Automated Conflation with Validation

Stanley Dallal

Abstract

ESEA’s conflation system (ECS) automates the process of transferring attributes from one vector data set to another. Although ECS automates the majority of conflation work, there is often some amount of manual data editing necessary to correct conflation errors. The bulk of labor costs are associated with this manual cleanup effort even though over 90% of a conflation job may be completed with ECS. A tool that helps reduce the time it takes to cleanup the data will significantly increase productivity. ESEA has developed an ArcMap extension that does automated data validation for quality assurance.
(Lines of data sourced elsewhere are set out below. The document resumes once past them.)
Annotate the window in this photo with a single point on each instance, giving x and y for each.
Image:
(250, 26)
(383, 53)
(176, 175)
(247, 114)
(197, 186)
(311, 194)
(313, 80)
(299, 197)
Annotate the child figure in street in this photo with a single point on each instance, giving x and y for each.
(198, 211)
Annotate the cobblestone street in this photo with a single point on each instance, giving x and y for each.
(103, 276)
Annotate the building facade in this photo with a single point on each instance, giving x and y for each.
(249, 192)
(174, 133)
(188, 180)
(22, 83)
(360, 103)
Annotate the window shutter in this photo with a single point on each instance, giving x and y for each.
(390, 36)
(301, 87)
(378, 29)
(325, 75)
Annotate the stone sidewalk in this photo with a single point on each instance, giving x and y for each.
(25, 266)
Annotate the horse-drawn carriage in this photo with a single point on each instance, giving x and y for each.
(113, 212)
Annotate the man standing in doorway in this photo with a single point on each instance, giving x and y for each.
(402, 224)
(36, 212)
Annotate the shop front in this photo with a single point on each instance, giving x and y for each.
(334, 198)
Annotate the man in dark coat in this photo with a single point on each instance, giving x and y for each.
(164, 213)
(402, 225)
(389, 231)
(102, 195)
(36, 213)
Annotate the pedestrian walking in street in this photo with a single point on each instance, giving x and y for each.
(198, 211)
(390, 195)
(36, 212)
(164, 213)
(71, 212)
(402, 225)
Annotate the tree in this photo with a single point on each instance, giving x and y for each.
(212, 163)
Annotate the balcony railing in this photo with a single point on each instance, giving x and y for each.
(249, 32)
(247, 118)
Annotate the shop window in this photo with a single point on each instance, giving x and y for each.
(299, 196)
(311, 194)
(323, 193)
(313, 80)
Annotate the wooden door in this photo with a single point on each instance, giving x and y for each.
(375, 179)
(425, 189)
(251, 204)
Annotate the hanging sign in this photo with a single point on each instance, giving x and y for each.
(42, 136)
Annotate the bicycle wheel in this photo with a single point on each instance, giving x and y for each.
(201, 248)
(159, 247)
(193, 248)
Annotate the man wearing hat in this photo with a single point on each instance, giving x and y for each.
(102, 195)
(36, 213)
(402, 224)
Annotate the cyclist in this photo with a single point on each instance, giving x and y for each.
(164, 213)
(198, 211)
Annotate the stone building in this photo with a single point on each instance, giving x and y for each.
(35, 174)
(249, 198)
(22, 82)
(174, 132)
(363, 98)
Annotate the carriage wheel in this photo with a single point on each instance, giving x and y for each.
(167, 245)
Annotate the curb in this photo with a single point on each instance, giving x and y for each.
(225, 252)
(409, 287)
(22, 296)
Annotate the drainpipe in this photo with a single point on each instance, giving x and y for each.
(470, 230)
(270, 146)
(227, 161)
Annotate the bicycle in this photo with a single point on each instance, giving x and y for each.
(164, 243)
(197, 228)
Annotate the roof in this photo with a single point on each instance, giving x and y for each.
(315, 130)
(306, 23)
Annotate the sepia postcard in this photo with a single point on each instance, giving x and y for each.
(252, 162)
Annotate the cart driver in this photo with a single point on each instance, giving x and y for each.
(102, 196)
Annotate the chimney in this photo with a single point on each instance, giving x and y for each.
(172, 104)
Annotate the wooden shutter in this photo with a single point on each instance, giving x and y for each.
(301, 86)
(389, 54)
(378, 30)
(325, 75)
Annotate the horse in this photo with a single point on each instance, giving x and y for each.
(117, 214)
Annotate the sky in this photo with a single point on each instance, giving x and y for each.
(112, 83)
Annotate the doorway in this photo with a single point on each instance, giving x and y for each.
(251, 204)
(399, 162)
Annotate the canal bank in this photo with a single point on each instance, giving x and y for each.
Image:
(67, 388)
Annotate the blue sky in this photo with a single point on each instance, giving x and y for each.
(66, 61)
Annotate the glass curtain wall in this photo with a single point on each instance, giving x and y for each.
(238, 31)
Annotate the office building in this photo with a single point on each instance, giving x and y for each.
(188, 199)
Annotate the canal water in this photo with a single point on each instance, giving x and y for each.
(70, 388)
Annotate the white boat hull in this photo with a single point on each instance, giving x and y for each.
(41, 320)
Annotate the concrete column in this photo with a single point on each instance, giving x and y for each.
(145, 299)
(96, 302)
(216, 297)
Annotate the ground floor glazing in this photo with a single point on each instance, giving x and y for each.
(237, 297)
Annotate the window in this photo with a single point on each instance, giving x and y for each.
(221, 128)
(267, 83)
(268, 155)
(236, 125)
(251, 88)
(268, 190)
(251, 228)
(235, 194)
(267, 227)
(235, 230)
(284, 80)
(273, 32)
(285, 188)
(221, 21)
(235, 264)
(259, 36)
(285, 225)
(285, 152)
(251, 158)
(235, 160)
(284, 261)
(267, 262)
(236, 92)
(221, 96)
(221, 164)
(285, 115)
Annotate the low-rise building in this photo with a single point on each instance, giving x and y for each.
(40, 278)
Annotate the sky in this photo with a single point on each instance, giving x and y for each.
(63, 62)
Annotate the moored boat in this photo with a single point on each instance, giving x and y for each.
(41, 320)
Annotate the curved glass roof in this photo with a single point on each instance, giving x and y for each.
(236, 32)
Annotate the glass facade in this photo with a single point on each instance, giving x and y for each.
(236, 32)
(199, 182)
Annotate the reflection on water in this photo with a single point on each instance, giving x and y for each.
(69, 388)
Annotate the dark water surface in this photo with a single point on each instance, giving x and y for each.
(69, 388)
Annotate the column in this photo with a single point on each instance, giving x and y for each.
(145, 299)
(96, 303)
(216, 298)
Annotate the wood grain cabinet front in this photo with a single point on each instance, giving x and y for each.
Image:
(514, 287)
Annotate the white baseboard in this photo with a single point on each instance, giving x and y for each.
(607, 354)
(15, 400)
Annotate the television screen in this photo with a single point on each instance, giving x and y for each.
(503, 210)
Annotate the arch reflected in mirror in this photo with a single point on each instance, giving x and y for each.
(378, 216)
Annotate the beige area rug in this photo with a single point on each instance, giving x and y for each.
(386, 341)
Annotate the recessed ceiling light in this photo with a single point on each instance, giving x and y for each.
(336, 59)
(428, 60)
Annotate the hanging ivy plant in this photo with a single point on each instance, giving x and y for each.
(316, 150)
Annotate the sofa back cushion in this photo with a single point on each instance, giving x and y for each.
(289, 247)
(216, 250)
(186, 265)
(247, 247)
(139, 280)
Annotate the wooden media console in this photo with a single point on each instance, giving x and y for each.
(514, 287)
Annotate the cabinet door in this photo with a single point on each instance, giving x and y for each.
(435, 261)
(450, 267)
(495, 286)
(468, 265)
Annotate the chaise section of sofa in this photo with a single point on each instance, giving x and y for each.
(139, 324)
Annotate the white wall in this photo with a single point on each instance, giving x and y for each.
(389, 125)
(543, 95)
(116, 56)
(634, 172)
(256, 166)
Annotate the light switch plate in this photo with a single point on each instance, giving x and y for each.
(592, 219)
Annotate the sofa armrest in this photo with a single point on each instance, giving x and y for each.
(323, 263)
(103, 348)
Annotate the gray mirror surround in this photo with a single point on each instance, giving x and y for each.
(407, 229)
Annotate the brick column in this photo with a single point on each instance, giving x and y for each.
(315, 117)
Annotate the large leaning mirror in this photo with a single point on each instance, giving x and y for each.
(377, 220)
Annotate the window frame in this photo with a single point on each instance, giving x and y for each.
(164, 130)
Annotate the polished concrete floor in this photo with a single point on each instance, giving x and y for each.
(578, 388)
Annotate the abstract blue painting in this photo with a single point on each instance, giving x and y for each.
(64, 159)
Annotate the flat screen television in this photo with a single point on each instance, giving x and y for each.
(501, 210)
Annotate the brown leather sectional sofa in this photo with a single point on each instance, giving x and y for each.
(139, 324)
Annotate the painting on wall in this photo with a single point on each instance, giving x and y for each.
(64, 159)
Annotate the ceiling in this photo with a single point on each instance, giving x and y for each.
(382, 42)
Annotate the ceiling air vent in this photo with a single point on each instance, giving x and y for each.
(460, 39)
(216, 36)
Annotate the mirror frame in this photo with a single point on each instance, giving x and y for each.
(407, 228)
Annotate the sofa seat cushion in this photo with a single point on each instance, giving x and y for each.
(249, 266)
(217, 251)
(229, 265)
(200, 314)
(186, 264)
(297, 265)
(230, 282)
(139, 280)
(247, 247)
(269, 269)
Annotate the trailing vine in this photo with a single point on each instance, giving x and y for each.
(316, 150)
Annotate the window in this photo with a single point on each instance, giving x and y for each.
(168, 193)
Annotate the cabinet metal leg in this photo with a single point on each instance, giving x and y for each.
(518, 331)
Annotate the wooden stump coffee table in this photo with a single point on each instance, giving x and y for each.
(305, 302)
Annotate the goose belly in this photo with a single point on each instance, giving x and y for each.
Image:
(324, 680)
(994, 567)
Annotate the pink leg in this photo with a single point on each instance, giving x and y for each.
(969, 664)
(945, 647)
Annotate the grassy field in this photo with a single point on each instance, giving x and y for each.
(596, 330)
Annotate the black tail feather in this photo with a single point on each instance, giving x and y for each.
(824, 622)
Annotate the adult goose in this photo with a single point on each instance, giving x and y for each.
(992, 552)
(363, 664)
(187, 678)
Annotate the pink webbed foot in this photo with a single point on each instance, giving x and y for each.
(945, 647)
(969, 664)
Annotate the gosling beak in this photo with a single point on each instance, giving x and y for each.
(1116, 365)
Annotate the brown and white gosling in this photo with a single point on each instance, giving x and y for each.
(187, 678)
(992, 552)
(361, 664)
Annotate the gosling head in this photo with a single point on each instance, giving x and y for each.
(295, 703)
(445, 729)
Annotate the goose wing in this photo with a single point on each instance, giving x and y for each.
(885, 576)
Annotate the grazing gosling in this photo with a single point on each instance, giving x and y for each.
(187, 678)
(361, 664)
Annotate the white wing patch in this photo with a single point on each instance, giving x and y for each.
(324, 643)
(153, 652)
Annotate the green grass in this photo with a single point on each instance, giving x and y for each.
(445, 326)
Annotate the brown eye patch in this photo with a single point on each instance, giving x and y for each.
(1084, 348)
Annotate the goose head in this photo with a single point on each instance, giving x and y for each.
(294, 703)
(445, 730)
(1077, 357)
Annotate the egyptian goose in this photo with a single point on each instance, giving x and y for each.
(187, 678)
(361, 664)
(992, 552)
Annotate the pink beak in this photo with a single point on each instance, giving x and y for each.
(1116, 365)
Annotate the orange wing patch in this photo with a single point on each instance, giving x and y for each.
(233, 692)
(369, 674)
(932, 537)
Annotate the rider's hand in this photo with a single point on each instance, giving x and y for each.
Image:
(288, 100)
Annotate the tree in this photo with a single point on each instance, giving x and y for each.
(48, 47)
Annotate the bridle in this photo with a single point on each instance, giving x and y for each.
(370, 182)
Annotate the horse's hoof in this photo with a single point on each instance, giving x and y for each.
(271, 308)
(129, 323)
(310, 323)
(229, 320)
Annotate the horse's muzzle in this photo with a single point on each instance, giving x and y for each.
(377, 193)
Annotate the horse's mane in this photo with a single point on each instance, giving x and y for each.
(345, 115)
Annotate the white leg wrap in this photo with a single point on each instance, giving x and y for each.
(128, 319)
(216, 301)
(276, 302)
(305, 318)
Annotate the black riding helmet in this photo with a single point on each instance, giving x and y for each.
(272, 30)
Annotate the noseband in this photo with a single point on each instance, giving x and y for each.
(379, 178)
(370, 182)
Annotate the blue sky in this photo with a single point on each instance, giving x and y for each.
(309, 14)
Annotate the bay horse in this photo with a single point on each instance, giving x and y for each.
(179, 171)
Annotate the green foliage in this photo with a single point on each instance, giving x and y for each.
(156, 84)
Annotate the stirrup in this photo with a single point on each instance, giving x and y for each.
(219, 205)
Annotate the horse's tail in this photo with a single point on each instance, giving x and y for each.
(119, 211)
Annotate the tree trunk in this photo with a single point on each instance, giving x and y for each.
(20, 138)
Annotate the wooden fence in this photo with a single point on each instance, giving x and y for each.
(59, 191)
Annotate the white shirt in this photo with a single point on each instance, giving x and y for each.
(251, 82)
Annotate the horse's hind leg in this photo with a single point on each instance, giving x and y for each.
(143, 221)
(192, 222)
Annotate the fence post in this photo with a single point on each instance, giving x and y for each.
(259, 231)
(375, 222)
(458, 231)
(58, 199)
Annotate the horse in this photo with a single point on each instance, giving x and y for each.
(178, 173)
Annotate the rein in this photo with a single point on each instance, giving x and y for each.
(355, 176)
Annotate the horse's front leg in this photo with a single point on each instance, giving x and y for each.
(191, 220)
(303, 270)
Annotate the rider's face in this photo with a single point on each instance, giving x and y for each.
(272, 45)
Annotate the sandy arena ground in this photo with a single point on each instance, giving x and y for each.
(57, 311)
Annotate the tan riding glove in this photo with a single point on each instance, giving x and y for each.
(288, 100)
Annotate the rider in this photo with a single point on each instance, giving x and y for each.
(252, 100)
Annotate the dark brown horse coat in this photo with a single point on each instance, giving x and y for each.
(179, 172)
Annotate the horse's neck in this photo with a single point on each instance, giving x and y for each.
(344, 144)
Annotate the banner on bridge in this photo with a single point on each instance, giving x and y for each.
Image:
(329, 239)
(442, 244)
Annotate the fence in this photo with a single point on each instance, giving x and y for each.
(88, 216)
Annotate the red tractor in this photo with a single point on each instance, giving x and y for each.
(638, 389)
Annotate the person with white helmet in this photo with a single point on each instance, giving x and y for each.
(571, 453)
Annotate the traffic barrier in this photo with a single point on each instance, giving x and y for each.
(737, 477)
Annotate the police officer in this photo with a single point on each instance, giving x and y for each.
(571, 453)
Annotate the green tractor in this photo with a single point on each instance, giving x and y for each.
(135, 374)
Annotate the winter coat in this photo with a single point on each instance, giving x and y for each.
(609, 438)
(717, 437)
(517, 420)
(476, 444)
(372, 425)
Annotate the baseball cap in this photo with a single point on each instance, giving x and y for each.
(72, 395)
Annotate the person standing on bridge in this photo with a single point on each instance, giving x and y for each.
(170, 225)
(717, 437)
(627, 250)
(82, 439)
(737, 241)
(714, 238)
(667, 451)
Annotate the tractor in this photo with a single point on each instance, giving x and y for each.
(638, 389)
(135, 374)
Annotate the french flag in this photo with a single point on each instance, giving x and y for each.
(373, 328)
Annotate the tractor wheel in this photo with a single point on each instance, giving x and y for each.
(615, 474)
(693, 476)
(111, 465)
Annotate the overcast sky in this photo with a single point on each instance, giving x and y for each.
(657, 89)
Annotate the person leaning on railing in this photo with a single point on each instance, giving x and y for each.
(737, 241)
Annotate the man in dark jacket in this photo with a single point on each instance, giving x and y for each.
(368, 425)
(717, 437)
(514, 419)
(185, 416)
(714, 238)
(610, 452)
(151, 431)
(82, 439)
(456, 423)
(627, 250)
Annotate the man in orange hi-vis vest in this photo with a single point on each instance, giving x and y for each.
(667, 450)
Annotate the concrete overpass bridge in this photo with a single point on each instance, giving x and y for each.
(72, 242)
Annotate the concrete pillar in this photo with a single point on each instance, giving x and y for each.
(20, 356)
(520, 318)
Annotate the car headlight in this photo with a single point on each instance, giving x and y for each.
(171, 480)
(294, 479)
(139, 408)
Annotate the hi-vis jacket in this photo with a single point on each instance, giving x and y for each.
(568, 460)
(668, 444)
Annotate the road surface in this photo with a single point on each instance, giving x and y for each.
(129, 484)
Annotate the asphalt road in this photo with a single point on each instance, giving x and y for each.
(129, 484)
This paper describes preliminary results applying the validation system to data produced with automated conflation.

Background

Conflation is the process of merging two digital geographic datasets that cover overlapping regions to produce a superior target dataset. Through the conflation process, individual strengths of the source datasets can be combined. For example, U.S. Census Bureau TIGER attribution including road name and address range information can be conflated to USGS DLG data to produce a dataset with DLG spatial accuracy and TIGER attribution.

Conflation is generally a costly and time consuming task involving matching corresponding arcs between two data sets and then transferring the arc’s attributes from one data set to the other. To address this, ESEA has developed a stand-alone automated conflation system called the ESEA Conflation System (ECS) that automates the process of transferring attributes from one vector data set to another. ESEA uses this tool to provide services to customers that wish to merge vector data sets. The ECS automates the majority of the conflation work, however there is often some amount of manual cleanup required to correct errors resulting from the automated conflation. The majority of the labor costs are associated with this manual cleanup work even though over 90% of the job may be completed using ECS. For this reason, any tool that helps reduce the time required to perform the cleanup task will significantly increase productivity.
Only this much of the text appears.